The development of integrated photonics has played an important role in the proliferation of high-speed telecommunications, and has the potential to impact numerous applications including precision metrology, sensing, navigation, imaging, and computation. For virtually all such optical systems, optical loss represents a key performance metric. Achieving extremely low optical loss often requires a corresponding increase in the device footprint. This work explores a regime in integrated photonics in which optical loss at parity with the world-record-lowest loss in any integrated platform is achieved, but in a form factor that is planar, fabricated using conventional CMOS processes, and an order of magnitude smaller in footprint. While prior works with comparable loss were been limited by device size and integration limitations to single-device demonstrations, the improved silicon-nitride waveguide platform presented herein enables higher photonic integrated circuit (PIC) complexity than previously explored. These properties are used to create several novel integrated devices, including ultra-high Q and record-high finesse integrated optical resonators, a hybrid-integrated laser with fiber-laser coherence properties, a low-noise microcomb source, a single-mode Raman laser, and a twenty-three meter integrated optical delay line.

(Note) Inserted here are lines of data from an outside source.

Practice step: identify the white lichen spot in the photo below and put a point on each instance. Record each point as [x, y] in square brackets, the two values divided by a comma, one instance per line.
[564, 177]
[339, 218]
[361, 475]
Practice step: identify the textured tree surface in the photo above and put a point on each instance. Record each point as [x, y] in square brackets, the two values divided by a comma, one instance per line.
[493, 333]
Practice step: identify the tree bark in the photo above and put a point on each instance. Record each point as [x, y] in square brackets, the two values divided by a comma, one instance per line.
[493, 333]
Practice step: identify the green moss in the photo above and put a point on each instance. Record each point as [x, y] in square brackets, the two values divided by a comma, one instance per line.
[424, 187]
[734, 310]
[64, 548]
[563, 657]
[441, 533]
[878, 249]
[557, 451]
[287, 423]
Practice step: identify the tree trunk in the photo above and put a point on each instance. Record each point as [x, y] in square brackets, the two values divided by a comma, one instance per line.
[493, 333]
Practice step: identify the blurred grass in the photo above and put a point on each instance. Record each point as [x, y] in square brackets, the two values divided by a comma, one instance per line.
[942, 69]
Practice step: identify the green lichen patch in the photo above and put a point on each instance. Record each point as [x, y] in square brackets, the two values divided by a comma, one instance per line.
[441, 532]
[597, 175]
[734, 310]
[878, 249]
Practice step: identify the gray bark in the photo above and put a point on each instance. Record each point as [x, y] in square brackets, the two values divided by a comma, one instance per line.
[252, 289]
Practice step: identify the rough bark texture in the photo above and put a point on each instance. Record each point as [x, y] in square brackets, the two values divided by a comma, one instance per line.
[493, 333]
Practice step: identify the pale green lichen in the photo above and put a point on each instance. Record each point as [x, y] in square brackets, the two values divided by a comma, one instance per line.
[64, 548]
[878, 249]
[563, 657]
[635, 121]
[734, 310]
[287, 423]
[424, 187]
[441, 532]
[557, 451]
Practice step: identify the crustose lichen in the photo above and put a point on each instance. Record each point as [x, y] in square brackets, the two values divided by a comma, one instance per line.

While the first part of this thesis thus explores capabilities intrinsic to integrated silicon nitride waveguides, the latter part of the thesis develops novel processing techniques to enable these high performance PICs to interface with other electrical and optical components. A deuterated silicon dioxide thin-film deposition is developed to enable integration of such silicon nitride PICs with active optical materials, enabling the demonstration of a heterogeneous laser. Piezoelectric tuning of silicon nitride resonators is also explored, which could allow silicon nitride PICs to be reconfigured with dramatically lower power consumption. Finally, a study is presented on extending the benefits and designs of ultra-low loss silicon nitride waveguides to silicon-on-insulator waveguides, which are an attractive platform for many ultra-low loss PICs due to preexisting silicon photonics infrastructure.